# Samsung CXL-3175FN: Scan to Email setup



## dr_s_bos (Aug 10, 2008)

Hi,
just bought a Samsung CXL-3175 Color Laser Printer/Scanner/Fax, great device, works fine! The only problem I have is the setup of the scan to email function: entered all the user data for my pop3/smtp email account but still keep getting error messages (SMTP error).

The manual says exactly nothing about this, therefore my question: has anybody encountered a similar problem? And recommendations?

Thanks
Sascha


----------



## lally (Sep 10, 2008)

I have same problem i am using gmail settings, i called samsung tech he could not help. Is anyone figure it out how to setup smtp in the this 3175fn printer. recieve faxes by email.


----------



## jcoenen (Dec 18, 2008)

Hi, just got a 3170FN (same as the 3175 but in grey). I, also, wasn't successfull with either gmail or yahoo configuration. 
On the other hand, using a local mail server (without authentication) or my DSL service provider smtp server, it worked like a breeze. 
I also raised the question to Samsung but got the usual no-answer reply for the front desk (ie. non technical). 

Now, the difference between gmail/yahoo and my ISP server being at the connection layer level, I suspect that the SMTP agent in the printer does not cope with SSL/TLS required by google and yahoo.

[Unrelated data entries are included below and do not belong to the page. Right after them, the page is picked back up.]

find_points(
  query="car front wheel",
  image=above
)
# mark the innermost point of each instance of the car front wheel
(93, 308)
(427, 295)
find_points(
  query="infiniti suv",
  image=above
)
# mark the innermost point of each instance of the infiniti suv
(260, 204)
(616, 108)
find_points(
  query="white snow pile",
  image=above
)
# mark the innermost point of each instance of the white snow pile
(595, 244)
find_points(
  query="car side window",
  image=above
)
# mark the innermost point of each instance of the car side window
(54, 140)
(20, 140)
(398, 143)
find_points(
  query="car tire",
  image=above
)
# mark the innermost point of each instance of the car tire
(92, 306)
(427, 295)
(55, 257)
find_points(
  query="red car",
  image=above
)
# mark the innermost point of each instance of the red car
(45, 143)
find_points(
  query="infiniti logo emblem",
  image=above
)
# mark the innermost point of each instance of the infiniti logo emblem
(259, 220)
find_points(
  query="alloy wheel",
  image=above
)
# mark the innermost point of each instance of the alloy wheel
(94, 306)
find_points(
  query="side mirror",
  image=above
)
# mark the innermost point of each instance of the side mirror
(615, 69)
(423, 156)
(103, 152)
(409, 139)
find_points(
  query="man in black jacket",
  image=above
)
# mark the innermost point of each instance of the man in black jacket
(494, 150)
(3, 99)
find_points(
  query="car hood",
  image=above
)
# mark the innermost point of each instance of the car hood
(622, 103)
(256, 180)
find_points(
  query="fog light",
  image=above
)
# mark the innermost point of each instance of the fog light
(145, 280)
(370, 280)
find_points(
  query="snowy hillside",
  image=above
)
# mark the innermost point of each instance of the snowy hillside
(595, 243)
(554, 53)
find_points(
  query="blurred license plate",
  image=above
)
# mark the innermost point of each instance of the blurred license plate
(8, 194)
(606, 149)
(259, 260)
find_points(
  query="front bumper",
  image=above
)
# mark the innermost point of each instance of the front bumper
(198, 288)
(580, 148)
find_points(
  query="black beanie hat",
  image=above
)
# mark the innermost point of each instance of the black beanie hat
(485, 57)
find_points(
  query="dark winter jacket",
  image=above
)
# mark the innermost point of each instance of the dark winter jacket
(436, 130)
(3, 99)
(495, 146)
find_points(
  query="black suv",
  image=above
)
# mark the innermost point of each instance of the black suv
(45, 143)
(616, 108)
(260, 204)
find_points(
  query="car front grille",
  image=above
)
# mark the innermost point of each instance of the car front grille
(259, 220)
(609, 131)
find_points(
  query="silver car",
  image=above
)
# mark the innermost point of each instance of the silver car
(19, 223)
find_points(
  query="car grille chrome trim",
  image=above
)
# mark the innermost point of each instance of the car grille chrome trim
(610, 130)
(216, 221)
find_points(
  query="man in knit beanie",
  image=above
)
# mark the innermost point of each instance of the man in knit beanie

The same thing happen with my modem/router (AVM fritzbox), but the maker has a released a new firmware to correct this (beta for now). Should this be the reason, we can only hope that Samsung will provide a new firmware in the future compatible with these mail providers. 

Obviously, these printers being aimed at home user or small businesses, customers which normally relies on such mail provider (vs own mail servers), use of google/yahoo server is therefore a must.

Regards,

JP


----------